Comandante de táxi aéreo chefiava
locação de aviões ao tráfico

Deco desarticulou quadrilha que estava envolvida com o tráfico de drogas

16 AGO 2017Por MARIANE CHIANEZI e GLAUCEA VACCARI18h:24

Dois homens foram presos durante investigações da Operação Narcos, conduzidas pela Delegacia Especializada de Repressão ao Crime Organizado (Deco), de Campo Grande.

O líder da quadrilha foi apontado como Wadson Ranielly Fernandes, de 35 anos, e seu braço direito, Wellinton José Magalhães, de 36. Os dois foram presos suspeitos de estarem envolvidos em esquema que locava aviões clandestinos para o tráfico de drogas.

Conforme a delegada da Deco, Ana Claúdia Medina, investigação começou assim que a delegacia recebeu denúncia, através de Wadson, de furto de um avião que estava em um hangar do Aeroporto Teruel, na Capital.

Durante as investigações constatou-se que não houve sinais de furto, conforme relatado na denúncia, e polícia começou a apurar de falsa comunicação de crime.

No percurso das averiguações policiais, um avião, do mesmo modelo e prefixo, Baron PT-WMV, havia caído na Bolívia e levantou ainda mais suspeitas e se chegou ao esquema para locar aviões para o tráfico de drogas.
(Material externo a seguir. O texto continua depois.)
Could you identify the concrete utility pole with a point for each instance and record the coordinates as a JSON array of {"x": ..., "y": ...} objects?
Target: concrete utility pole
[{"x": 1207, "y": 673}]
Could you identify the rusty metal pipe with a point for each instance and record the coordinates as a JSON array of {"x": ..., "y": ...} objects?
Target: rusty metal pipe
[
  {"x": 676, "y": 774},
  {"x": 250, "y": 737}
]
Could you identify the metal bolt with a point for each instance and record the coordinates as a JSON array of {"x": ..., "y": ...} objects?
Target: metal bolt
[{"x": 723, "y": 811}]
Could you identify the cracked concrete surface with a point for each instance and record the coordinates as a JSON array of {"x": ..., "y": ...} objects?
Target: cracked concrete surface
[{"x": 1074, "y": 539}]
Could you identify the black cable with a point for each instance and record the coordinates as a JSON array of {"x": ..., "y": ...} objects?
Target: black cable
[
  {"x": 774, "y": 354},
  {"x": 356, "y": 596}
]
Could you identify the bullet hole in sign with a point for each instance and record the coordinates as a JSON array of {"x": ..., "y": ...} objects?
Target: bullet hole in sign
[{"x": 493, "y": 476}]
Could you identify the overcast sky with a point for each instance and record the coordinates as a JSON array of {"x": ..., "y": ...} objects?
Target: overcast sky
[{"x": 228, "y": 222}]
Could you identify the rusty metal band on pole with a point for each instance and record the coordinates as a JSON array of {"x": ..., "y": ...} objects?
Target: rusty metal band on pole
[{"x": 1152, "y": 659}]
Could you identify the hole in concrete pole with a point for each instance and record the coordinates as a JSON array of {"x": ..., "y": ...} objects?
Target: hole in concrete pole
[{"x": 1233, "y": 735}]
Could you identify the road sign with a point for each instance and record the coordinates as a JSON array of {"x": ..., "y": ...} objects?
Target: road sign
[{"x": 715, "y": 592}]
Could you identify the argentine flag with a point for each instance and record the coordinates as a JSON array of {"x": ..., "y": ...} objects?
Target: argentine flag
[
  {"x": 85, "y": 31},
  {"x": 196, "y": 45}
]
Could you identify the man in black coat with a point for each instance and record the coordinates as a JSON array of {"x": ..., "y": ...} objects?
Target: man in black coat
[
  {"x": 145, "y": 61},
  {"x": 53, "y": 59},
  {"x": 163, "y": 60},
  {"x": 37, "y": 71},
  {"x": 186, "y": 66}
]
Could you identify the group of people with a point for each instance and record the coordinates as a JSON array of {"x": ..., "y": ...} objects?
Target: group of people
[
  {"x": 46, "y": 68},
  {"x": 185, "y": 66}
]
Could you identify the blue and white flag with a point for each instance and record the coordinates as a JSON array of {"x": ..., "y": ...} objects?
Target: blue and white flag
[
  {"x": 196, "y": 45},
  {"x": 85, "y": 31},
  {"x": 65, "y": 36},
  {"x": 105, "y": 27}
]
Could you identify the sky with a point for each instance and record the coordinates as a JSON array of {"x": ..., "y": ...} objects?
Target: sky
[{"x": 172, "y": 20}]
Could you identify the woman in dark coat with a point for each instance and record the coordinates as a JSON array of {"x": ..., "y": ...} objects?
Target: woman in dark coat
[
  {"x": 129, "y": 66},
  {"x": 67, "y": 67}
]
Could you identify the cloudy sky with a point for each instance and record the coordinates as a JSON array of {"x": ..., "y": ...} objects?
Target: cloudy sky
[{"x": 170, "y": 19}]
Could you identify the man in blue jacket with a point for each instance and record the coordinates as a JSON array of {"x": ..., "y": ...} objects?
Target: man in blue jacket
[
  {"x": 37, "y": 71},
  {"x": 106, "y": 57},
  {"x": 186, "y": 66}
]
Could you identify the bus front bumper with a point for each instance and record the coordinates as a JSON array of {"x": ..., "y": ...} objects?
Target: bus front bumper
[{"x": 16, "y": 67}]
Wadson e Wellinton foram presos e Hadson Costa Santos está foragido.

Suspeitos foram apresentados à imprensa hoje à tarde, mas não quiseram pronunciar-se. Inquérito foi concluído e será encaminhado para ao Ministério Público Estadual (MPE).

LÍDER DO ESQUEMA

Wadson, em seu perfil em rede social voltada para fins profissionais, se define como comandante de uma grande rede de táxi aéreo e com formação em Tecnologia de Sistema de Informação.

Piloto estava com licença vencida, conforme a Deco, mas teria autorização para ser piloto comercial com habilitações em aviões de modelo MLTE / IFR/INVA, além de experiência em transporte aeromédico e transporte de valores e malote.

Wadson irá responder por organização criminosa, liderança de organização criminosa, falsa comunicação de crime, atentado contra a segurança de voo, homicídio por dolo eventual (por conta de queda de avião com morte), ocultação de cadáver,  falsidade ideológica, coação no curso do processo, tráfico de drogas, associação para o tráfico e posse irregular de arma de fogo e lavagem de dinheiro.

Welligton José Magalhães da Silva foi indiciado organização criminosa, atentando contra a segurança de voo, homicídio por dolo eventual, ocultação de cadáver, falsidade ideológica, coação no curso do processo, associação para o tráfico, posse irregular de arma de fogo e munição e lavagem de dinheiro.

Hadson Costa dos Santos, que está foragido, foi indiciado por organização criminosa, atentado contra a segurança de voo, homicídio por dolo eventual, ocultação de cadáver e associação para o tráfico.

Mais seis pessoas também foram indiciadas, mas não há prisão preventiva decretada contra elas. São elas Wanderson Magalhães Silva, Viviane Andreia Rodrigues, Silvério Peralta Alvarenga (atentado contra a segurança de voo), Silvério Martins Peralta (atentado contra a segurança de voo) e Marcelo do Nascimento Silva, todos por organização criminosa, falsidade ideológica, associação para o tráfico e lavagem de dinheiro.

Ainda, José Willian Barão Gomes por falsidade ideológica. Ele foi identificado como "laranja" por ser o dono de uma empresa que era usada para lavar o dinheiro do crime.